N Korea fires two more missiles into the sea

SEOUL - North Korea on Wednesday fired what appeared to be two short-range missiles into the sea in the latest in a series of launches interspersed with spurned peace overtures to South Korea.

A spokesman for the Joint Chiefs of Staff in Seoul said the two missiles were fired from the western province of Hwanghae into the Sea of Japan (East Sea).

"We suspect they were short-range ballistic missiles," spokesman Um Hoy-Sik told AFP, adding that the range was around 500 kilometres (310 miles).

It was the fourth missile test in less than two weeks.

The previous launches had preceded a state trip to South Korea by Chinese President Xi Jinping and had been read by some analysts as a show of pique at his decision to visit Seoul before Pyongyang.

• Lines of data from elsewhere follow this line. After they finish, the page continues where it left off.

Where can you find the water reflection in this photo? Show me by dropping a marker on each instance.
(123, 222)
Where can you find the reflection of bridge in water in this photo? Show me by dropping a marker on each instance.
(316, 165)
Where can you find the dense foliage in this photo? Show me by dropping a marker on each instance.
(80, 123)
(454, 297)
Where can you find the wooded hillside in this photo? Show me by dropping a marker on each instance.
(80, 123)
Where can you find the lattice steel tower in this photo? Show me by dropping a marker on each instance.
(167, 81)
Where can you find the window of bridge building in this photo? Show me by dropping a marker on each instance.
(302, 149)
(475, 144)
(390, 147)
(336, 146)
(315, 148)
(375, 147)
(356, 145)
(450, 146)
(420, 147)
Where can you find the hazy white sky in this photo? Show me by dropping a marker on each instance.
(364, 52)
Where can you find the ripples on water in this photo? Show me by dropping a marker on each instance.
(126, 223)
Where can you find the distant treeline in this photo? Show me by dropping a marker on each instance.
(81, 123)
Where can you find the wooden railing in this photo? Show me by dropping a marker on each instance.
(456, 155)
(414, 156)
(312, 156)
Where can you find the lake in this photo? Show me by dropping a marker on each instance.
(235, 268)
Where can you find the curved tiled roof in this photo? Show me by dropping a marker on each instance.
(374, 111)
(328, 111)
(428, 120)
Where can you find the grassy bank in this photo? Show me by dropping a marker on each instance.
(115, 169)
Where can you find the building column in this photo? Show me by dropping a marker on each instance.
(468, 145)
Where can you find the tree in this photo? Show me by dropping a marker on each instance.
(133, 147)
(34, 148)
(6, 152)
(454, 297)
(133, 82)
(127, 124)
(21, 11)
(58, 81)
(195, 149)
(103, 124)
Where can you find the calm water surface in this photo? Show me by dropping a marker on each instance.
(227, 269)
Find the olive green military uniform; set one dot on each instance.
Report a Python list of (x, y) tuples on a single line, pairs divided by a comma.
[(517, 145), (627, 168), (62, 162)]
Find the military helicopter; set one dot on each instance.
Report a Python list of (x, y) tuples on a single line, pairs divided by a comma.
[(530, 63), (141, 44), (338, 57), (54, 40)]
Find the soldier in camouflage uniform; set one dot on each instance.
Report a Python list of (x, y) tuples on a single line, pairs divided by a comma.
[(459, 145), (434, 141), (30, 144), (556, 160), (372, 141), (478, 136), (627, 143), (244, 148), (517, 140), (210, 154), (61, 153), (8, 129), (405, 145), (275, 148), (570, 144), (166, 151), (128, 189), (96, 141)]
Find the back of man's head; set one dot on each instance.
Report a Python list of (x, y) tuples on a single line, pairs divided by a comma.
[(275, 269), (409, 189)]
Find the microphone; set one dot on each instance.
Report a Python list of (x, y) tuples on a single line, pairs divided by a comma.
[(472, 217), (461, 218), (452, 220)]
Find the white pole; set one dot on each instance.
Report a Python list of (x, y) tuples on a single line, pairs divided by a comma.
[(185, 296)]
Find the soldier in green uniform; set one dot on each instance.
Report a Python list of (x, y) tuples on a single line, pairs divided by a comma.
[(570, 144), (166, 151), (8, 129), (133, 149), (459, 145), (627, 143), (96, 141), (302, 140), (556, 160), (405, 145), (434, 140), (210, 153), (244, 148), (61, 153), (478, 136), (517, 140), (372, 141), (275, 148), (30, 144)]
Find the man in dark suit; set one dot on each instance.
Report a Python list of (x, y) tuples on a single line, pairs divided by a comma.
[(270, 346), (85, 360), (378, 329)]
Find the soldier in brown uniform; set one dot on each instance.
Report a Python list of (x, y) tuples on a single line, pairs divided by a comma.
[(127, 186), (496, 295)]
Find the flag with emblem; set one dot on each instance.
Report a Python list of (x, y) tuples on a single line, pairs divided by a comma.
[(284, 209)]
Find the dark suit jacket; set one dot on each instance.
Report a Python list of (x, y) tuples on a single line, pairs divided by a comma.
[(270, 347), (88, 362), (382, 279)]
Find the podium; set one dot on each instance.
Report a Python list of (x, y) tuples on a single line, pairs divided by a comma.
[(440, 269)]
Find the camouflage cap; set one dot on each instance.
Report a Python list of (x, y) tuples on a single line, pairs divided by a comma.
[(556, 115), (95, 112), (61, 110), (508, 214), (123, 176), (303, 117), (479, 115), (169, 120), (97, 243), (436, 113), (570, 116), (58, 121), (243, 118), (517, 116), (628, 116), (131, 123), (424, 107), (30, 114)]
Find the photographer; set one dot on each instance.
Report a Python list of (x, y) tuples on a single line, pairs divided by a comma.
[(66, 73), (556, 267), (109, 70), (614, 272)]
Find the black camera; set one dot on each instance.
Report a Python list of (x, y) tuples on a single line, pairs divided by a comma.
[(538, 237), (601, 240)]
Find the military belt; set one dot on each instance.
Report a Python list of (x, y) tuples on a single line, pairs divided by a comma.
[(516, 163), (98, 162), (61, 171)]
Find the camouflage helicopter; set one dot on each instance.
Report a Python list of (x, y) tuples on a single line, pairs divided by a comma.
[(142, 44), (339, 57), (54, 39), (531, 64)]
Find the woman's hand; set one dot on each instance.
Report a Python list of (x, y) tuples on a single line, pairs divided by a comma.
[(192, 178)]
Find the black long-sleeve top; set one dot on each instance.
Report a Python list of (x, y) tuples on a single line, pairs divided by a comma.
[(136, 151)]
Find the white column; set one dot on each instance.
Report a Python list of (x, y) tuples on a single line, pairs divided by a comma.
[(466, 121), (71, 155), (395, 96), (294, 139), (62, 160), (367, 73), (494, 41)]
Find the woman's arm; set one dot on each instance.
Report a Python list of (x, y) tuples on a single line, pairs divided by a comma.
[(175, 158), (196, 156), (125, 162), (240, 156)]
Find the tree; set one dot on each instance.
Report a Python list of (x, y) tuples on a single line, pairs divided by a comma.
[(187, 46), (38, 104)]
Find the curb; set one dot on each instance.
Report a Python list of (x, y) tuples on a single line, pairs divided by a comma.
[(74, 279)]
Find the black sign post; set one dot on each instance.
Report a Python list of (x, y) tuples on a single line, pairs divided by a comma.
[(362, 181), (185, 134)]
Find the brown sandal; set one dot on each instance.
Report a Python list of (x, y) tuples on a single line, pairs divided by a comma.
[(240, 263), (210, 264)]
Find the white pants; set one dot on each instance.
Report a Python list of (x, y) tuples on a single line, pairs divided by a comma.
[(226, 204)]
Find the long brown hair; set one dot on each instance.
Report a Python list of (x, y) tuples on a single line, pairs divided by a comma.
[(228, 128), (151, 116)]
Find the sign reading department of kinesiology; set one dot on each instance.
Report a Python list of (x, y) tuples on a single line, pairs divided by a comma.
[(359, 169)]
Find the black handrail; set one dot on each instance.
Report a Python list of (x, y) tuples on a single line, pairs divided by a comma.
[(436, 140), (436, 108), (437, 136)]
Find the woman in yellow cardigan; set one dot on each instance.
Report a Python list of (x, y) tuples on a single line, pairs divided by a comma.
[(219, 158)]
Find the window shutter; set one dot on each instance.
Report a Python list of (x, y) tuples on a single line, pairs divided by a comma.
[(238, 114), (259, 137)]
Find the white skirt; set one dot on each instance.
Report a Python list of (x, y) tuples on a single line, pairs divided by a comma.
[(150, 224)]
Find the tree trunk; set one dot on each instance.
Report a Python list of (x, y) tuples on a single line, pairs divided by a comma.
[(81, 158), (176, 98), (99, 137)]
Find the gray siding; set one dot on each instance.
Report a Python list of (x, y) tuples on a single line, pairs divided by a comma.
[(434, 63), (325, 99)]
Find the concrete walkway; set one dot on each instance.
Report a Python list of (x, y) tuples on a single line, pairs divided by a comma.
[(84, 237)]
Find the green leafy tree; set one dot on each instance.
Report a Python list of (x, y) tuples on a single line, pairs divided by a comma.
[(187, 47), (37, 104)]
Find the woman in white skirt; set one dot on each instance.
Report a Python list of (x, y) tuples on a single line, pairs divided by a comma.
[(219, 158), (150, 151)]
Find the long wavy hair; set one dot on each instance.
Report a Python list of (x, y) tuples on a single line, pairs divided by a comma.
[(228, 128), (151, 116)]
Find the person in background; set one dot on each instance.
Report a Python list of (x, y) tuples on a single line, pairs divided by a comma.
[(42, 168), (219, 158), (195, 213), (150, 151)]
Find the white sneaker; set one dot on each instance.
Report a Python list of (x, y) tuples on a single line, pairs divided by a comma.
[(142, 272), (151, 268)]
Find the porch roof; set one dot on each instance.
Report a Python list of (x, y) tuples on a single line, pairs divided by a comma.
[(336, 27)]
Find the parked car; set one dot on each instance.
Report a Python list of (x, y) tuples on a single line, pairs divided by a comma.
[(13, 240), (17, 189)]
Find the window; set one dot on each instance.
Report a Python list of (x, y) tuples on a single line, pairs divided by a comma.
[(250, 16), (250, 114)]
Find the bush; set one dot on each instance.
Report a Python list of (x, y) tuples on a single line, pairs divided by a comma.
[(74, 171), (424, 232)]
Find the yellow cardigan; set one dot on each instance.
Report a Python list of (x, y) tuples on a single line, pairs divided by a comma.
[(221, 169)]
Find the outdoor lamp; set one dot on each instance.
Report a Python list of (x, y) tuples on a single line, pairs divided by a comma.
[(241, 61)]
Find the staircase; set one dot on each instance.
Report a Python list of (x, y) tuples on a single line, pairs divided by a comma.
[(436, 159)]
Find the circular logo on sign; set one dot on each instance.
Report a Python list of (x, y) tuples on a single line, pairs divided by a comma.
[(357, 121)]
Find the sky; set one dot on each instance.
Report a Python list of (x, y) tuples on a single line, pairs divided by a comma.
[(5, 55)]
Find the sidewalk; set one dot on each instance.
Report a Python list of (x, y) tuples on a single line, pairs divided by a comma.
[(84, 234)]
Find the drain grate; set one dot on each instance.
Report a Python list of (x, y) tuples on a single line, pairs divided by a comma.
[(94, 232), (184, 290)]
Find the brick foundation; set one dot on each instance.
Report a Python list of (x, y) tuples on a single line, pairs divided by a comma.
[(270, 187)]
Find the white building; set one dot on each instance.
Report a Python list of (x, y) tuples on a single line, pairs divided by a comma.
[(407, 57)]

China is North Korea's sole major ally, but while Xi has met four times with South Korean President Park Geun-Hye - including two summits - he has yet to sit down with North Korean leader Kim Jong-Un.

As Xi arrived in Seoul on July 3, Pyongyang announced its intention to continue the tests, despite protests from Seoul and Tokyo.

One of the previous launches was hailed by the North's state media as that of a new "cutting-edge" guided missile marking a "breakthrough" in the North's military capabilities.

North Korea is not known to have a tactical guided missile capability, but analysis of a recent propaganda film suggested it may have acquired a variant of a Russian cruise missile, the KH-35.

Statements from Pyongyang have suggested several reasons for the tests, including anger over recent South Korean naval drills near the maritime border.

In between the launches, the North has extended a number of apparent olive branches to the South, including a proposal for both sides to halt all provocative military activity.

Seoul dismissed the offers as "nonsensical" in the light of Pyongyang's nuclear weapons programme.

UN resolutions bar the North from conducting any ballistic missile tests, but short- to medium-range launches have tended to go unpunished.